Sunday, January 6, 2008

But It Did Happen

I've been thinking quite a bit about stories--not any story in particular, but more about them as a concept and what they mean and how they work. (This is something writers do.) One aspect that has occupied more of my attention recently is what makes a story worthwhile. When I was younger, I thought that a story was valuable only insofar as it reflected some higher (e.g. Christian) reality or principle. Basically, I looked at everything as an allegory and evaluated its merit based on how it functioned on that level, or I distilled it into a set of consistent, easy-to-understand divine rules.

For example, the band Five Iron Frenzy has a song titled "The Day We Killed", which is about the Indian massacre at the battle of Wounded Knee. I now think it is one of the band's strongest songs, but when I first listened to it, I thought it was missing something. I kept struggling to find the song's allegorical significance--did Crazy Horse represent God? Was it really a metaphor for human disobedience and destruction?--because I didn't think the tragedy of one group of people slaughtered by another could really be that important.

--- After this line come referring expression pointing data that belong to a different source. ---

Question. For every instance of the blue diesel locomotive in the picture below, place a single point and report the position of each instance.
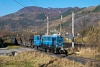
(52, 43)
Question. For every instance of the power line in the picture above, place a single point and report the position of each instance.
(35, 3)
(23, 5)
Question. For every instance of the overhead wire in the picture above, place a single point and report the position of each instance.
(23, 5)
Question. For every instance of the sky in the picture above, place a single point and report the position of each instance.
(10, 6)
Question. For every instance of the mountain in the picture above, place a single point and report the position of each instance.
(34, 18)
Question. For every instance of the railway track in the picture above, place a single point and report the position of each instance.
(74, 58)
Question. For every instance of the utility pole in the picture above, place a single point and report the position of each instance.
(73, 29)
(47, 26)
(61, 26)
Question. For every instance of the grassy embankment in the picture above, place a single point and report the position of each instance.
(36, 59)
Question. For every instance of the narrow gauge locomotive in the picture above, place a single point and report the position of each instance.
(52, 43)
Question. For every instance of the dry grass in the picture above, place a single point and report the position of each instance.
(12, 47)
(36, 59)
(89, 53)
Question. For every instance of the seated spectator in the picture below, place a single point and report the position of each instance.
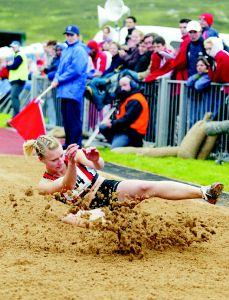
(219, 70)
(116, 61)
(52, 68)
(99, 58)
(159, 57)
(200, 80)
(130, 123)
(206, 21)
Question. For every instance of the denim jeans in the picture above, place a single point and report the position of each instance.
(16, 89)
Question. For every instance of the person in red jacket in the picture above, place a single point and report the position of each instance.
(99, 58)
(219, 71)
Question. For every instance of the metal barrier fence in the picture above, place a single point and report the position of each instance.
(174, 108)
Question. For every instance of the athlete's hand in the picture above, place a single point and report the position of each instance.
(91, 154)
(71, 153)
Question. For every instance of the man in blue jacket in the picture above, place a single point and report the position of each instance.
(70, 80)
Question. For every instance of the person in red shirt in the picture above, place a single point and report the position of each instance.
(219, 71)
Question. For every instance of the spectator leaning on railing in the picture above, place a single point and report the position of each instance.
(70, 80)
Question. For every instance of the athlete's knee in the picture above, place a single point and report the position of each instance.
(146, 188)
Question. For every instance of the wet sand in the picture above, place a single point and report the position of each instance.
(165, 249)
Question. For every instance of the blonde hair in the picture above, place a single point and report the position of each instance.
(40, 145)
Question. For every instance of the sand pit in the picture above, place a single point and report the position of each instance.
(159, 250)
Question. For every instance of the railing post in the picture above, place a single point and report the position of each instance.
(162, 114)
(182, 124)
(34, 87)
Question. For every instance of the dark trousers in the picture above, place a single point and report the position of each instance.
(16, 88)
(71, 111)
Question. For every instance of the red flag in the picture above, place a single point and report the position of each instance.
(29, 123)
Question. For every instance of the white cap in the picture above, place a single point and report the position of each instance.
(193, 25)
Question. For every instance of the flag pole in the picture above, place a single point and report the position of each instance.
(44, 93)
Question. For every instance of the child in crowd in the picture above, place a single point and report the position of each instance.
(200, 80)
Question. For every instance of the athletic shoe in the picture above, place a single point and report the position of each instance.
(211, 193)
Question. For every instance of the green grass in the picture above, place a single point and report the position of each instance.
(3, 119)
(190, 170)
(43, 20)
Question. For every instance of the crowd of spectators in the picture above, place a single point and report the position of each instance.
(201, 58)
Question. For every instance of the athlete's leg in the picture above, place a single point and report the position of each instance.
(164, 189)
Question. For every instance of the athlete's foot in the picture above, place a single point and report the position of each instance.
(212, 192)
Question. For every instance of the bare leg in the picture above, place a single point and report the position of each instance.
(164, 189)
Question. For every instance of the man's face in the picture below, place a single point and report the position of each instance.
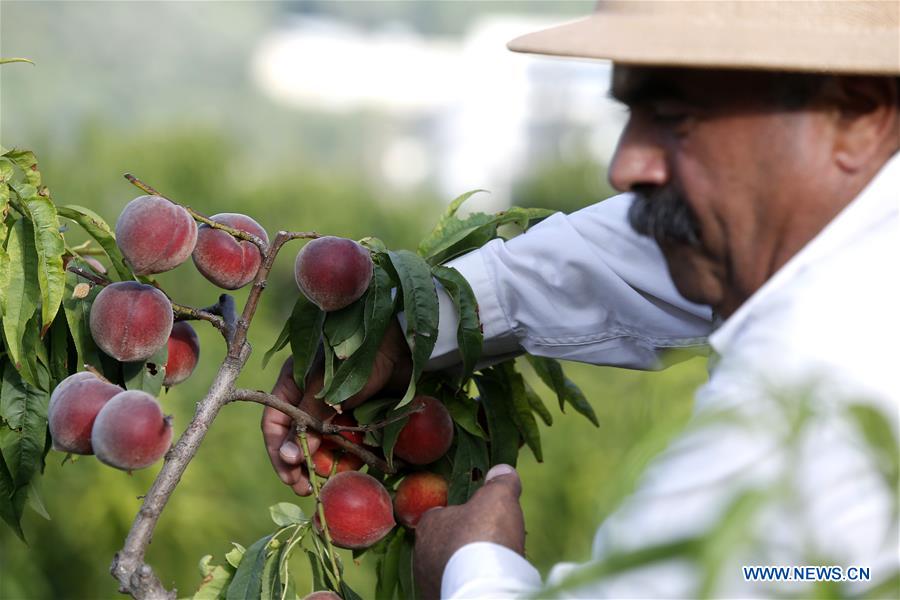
(724, 175)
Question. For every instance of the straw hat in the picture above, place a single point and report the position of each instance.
(835, 36)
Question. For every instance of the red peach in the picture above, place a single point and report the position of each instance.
(224, 260)
(184, 352)
(130, 321)
(74, 405)
(155, 235)
(417, 493)
(358, 510)
(130, 431)
(427, 435)
(333, 272)
(325, 457)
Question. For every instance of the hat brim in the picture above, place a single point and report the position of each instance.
(657, 41)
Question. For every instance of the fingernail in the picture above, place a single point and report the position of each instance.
(289, 451)
(498, 471)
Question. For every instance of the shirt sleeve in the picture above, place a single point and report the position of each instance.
(484, 570)
(582, 287)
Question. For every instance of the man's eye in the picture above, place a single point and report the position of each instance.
(670, 115)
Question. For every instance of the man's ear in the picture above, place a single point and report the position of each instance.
(868, 115)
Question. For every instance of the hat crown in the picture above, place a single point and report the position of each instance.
(827, 15)
(836, 36)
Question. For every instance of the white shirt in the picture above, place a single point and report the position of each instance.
(824, 329)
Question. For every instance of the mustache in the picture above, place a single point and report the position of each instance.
(664, 214)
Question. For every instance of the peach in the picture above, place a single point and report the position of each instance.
(333, 272)
(357, 508)
(184, 351)
(226, 261)
(427, 435)
(74, 405)
(131, 321)
(417, 493)
(155, 235)
(329, 453)
(130, 431)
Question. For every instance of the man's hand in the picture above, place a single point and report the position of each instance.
(391, 371)
(493, 514)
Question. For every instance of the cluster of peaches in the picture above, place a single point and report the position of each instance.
(131, 322)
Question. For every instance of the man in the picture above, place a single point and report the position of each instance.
(761, 157)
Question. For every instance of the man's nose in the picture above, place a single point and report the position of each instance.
(639, 160)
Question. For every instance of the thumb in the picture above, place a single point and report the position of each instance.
(505, 476)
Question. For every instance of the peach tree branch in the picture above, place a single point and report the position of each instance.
(329, 431)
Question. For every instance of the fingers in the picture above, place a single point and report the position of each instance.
(503, 479)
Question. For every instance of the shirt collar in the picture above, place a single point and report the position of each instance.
(877, 202)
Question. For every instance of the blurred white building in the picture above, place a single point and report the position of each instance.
(476, 115)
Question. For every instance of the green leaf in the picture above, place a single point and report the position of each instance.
(420, 306)
(879, 435)
(387, 568)
(347, 593)
(98, 229)
(469, 336)
(504, 435)
(247, 582)
(270, 586)
(35, 361)
(215, 580)
(27, 162)
(551, 373)
(6, 173)
(78, 311)
(369, 411)
(538, 406)
(22, 293)
(23, 448)
(523, 217)
(50, 247)
(446, 226)
(521, 409)
(4, 257)
(306, 332)
(460, 235)
(343, 324)
(353, 373)
(283, 338)
(464, 411)
(390, 433)
(36, 499)
(318, 575)
(147, 375)
(345, 349)
(59, 349)
(235, 555)
(12, 500)
(285, 513)
(470, 464)
(732, 533)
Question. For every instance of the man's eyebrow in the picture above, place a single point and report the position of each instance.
(644, 92)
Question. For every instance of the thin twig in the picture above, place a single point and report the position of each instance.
(328, 430)
(238, 233)
(261, 280)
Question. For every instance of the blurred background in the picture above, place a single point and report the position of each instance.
(350, 118)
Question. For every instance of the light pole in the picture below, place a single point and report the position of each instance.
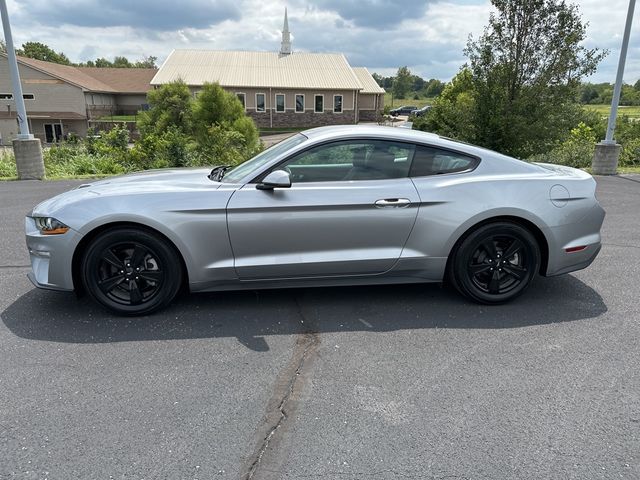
(605, 158)
(26, 148)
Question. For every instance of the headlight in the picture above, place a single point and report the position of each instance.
(50, 226)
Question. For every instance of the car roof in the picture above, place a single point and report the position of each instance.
(341, 132)
(390, 133)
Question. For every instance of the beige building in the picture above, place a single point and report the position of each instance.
(62, 99)
(282, 89)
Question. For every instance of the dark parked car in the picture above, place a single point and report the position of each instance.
(404, 110)
(418, 112)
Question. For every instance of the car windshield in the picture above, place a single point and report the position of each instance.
(244, 169)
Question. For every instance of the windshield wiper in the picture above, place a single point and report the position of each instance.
(218, 172)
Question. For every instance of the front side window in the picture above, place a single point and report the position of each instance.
(256, 163)
(434, 161)
(337, 104)
(351, 160)
(241, 97)
(260, 102)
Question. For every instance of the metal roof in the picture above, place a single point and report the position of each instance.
(369, 85)
(94, 79)
(328, 71)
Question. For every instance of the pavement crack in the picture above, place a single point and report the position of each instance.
(620, 245)
(289, 384)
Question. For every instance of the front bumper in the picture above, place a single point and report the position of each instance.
(51, 257)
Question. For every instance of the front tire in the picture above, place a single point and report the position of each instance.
(495, 263)
(131, 271)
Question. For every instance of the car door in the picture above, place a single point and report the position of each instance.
(349, 211)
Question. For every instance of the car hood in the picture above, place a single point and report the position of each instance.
(148, 182)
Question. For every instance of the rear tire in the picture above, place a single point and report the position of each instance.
(495, 263)
(131, 271)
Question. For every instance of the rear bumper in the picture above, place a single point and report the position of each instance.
(585, 233)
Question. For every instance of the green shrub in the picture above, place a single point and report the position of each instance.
(630, 155)
(7, 164)
(576, 151)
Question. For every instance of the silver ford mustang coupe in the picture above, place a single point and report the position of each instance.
(340, 205)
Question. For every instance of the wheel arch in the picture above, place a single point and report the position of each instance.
(96, 231)
(536, 231)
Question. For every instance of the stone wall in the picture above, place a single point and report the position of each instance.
(289, 118)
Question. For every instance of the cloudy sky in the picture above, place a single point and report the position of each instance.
(426, 35)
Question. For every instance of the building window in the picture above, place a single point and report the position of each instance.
(337, 104)
(260, 102)
(241, 97)
(9, 96)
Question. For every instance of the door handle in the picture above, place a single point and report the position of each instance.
(393, 203)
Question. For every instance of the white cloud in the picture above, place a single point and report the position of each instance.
(428, 40)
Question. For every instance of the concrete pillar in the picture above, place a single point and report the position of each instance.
(605, 158)
(29, 162)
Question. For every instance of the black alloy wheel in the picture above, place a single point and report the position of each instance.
(131, 271)
(495, 263)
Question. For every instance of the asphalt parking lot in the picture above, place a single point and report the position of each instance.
(385, 382)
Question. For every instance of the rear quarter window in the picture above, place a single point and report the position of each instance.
(435, 161)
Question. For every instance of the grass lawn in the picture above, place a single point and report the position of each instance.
(406, 101)
(632, 112)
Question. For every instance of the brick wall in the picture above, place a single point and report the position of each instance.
(370, 115)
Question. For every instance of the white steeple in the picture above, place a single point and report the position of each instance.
(285, 45)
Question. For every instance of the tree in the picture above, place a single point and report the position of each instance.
(452, 112)
(40, 51)
(403, 82)
(212, 129)
(434, 88)
(526, 68)
(171, 106)
(221, 127)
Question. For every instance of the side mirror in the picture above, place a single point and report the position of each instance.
(276, 179)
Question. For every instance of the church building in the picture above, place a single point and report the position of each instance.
(285, 88)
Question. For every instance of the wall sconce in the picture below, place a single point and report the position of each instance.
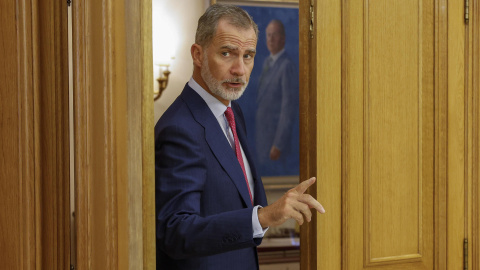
(162, 81)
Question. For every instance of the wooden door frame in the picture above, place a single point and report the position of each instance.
(322, 57)
(475, 88)
(113, 134)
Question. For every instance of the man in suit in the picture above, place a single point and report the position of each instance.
(211, 208)
(276, 120)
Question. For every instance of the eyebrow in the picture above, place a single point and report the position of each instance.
(235, 48)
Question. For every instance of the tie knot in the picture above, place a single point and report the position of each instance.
(230, 117)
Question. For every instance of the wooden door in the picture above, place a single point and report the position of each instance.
(388, 127)
(34, 154)
(387, 118)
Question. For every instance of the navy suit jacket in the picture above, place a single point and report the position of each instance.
(203, 208)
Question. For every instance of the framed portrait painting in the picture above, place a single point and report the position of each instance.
(270, 103)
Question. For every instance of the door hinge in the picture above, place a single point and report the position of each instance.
(311, 19)
(466, 11)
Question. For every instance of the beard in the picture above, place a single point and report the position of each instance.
(218, 88)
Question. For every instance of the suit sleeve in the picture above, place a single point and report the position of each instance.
(180, 174)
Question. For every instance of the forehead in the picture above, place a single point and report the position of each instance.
(273, 27)
(228, 34)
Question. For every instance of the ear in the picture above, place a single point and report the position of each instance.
(197, 55)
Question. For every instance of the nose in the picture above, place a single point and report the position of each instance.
(238, 67)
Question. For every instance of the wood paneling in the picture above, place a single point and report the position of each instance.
(113, 135)
(34, 130)
(10, 163)
(388, 126)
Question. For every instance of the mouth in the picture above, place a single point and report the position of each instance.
(234, 83)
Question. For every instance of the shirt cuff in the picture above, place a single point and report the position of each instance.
(258, 231)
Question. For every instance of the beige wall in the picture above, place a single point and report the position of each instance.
(172, 22)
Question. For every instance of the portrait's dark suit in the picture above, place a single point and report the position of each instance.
(276, 120)
(203, 208)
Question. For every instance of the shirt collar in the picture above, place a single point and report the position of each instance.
(276, 56)
(217, 107)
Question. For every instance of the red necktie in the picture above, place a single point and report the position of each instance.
(238, 152)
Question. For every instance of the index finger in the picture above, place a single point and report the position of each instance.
(302, 187)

This mindset affected the way I read the Bible, too. While that might not initially seem like a bad approach (the Bible does have lots of parables and allegories, after all), it led me to discount the individual human struggle that drives so many of the Bible's stories; sure it must have been rough for Job while everything he knew and loved was destroyed, but it turns out okay for him in the end, so all his pain and suffering isn't that big a deal, right?

When I encountered someone who was struggling or suffering, I wasn't quite sure what to do with them, because I assumed that everything would work out in the end, and the waiting between now and whenever the solution or repayment came was really pretty insignificant.

What I had not learned then, though, is that most (or all, depending on how you look at it) of life is lived in the waiting time, and that by minimizing the importance the waiting (so I could skip ahead to what I thought of as the good parts), I was ignoring what really makes life what it is.

So now then: How does all of that tie in with the nature of stories?

All the things of life--pain, sadness, isolation, heartbreak, and tragedy, as well as joy, love, and fulfillment--are completely significant, not because you can glean a lesson or principle from them, but simply because they do (or could) happen. Stories give us the opportunity to celebrate and grieve over how vitally important everything is.

And every story works differently: The movement, rules, and internal logic of one story might be irrelevant, or even contradict, how another story unfolds. This does not, however, mean that one is necessarily better or more important than any other, or that the specific truth of one need harmonize with another; stories remind us that the world is somehow big enough to accomodate all of them, all at once.